How to Take Blood Pressure Manually at Home

Do you have concerns about the accuracy of your blood presssure readings from popular electric monitors?

How to Take Blood Pressure Manually

If so, you are not alone and you might want to consider taking your readings manually to ensure you are getting the most accurate numbers.  For that, you need to know how to properly check for your blood pressure at home with a manual cuff.

You’ll need a few pieces of equipment to help you get started:

  • Stethoscope
  • Blood pressure cuff
  • BP measurement instrument

The BP measurement instrument is going to be called a sphygmomanometer, and it will have three main types of readings that it can take:

  • Aneroid
  • Digital
  • Mercury

Preparing the Subject

If you want to know how to get an accurate reading with a manual blood pressure cuff, you first need to know how to position the patient properly. All patients will need proper positioning, and this means:

  • Seated or standing

Seated tends to be the best position, and when in this position, it’s important that the subject’s arm be flexed during the reading. Flexion of the elbow should be at heart level. This will allow for the best reading and is the same routine that most doctor’s offices will follow.

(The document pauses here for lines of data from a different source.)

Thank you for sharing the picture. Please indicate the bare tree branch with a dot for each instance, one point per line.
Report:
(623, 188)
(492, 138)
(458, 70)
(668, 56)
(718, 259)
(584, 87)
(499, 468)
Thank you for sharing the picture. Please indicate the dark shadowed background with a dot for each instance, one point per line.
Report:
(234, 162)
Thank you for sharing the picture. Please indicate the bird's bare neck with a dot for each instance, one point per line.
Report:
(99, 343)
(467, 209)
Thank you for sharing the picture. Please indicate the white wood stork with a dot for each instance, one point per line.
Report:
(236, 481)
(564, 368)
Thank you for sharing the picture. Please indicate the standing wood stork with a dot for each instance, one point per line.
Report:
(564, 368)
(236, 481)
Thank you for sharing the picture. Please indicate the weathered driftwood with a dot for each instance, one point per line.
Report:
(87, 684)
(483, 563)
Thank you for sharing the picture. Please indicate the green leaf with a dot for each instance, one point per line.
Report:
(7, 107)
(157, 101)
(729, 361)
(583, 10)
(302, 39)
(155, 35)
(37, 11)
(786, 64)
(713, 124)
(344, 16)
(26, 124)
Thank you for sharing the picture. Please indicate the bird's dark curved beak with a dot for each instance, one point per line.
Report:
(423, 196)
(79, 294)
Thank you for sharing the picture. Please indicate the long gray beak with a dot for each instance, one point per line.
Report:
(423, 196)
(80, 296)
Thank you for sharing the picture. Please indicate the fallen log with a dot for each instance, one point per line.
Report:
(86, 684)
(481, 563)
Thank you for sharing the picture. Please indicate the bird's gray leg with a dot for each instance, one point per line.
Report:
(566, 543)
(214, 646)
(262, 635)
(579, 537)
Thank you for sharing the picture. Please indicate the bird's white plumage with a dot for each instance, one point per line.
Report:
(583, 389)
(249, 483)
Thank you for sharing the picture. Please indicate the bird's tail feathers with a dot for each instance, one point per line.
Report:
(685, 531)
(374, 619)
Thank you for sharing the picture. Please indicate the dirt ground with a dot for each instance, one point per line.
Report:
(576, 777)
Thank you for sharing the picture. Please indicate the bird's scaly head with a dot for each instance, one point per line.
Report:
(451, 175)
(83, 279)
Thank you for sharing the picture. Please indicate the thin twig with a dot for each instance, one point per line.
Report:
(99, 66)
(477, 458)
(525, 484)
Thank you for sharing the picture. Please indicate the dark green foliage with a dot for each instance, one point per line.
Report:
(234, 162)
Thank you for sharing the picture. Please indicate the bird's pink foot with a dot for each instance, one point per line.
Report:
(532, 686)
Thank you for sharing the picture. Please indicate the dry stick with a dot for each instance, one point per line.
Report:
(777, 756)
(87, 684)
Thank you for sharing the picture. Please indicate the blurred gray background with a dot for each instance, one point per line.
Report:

It’s important that the subject does not have anxiety when the testing is taking place.

If a person is anxious, it will cause their heart rate to fluctuate. Instead, if a person is anxious, it’s important that he or she waits a few minutes before the blood pressure is checked. An anxious person will have a reading that is inaccurate.   You may have heard this referred to as ‘white coat syndrome’ when your anxiety leads to abnormally high readings at the Dr.’s office.

Patients must be relaxed fully, and this often means waiting five minutes before taking the blood pressure reading. Ensure that the person’s feet are flat on the floor, and remove any excess clothing that may interfere with the reading.

When the reading is taking place, it’s also important that the person not speak.

Note: The blood pressure cuff must fit properly.

An improper fit will lead to the cuff not fitting accurately, and this will skew the blood pressure reading significantly. If the cuff is not the proper size, choose one that is smaller or larger as needed.

Once you have all of the necessary equipment, you’ll be ready to move to the next step of checking your blood pressure.

1. Position the Cuff on the Patient’s Arm

You’ll need to position the cuff on the arm, and this requires finding the location of the brachial artery. The brachial artery is the main upper arm artery, located above the elbow, and this is why you’ll see most cuffs secured around the upper arm.

Wrap the cuff snug around the arm and prepare to move on to step two.

2. Palpate the Arm and Position the Stethoscope

Doctors will often tap the arm along the crease to find a person’s strongest pulse reading, and this is to find the antecubital fossa. Tapping allows the person to find the strongest pulse, or where they will want to place the stethoscope’s bell over.

You’ll be aiming to find that brachial artery so that you can find the strongest pulse reading.

3. Begin Inflating the Cuff

When you reach this point, it’s time to begin inflating the cuff. You’ll be listening for pulse sounds the entire time you’re inflating the cuff. The goal is to continue to inflate the BP cuff to the point where blood flow has stopped.

How do you know when you reach this point?

You’ll hear no more sounds through the stethoscope. Glance over at the gauge and make note of the mmHg levels.

These levels will typically be 30 – 40 mmHg above the person’s normal readings. But what happens if you don’t know the person’s normal readings? In this case, you’ll want to inflate the bulb to 160 – 180 mmHg.

The only time that you’ll want to inflate to a higher pressure than this is if you hear pulse sounds quickly.

4. Start Deflating the Cuff Slowly

You’ll want to follow the guidelines laid out by the American Heart Association which state that the deflation process should result in blood pressure levels falling at a rate of 2 – 3 mmHg per second.

It’s important to follow these recommendations.

Any levels that exceed 2 – 3 mmHg per second are simply too fast. And when the deflation occurs too quickly, this will lead to inaccurate readings – not what you want when checking blood pressure.

5. Listen for the Systolic Reading

Systolic readings are when the blood begins to flow through the artery after being cut off. Oftentimes, the sound that will be made will be similar to a tapping sound. These are rhythmic sounds that will be heard during the reading.

6. Listen for Diastolic Sounds

Diastolic readings are determined as the cuff’s pressure drops. These readings are when the sound begins to fade. An easier way to find this reading is to wait for the systolic sounds to stop. When these sounds stop, the reading will be what the gauge reads at this time.

What’s the best time to check blood pressure?

It depends.

The AHA claims that readings are higher in the morning and lower in the evening. Accuracy should be determined by double checking the results, once in each arm, and then finding the average of the two readings.

When double checking a reading, it’s important to wait five minutes or more between each reading.

Practice makes perfect when developing your blood pressure taking skills. Spend time on each reading, listening for the right systolic sounds and when the diastolic sound is reached. Over time, you’ll be able to read a person’s blood pressure faster and more efficiently.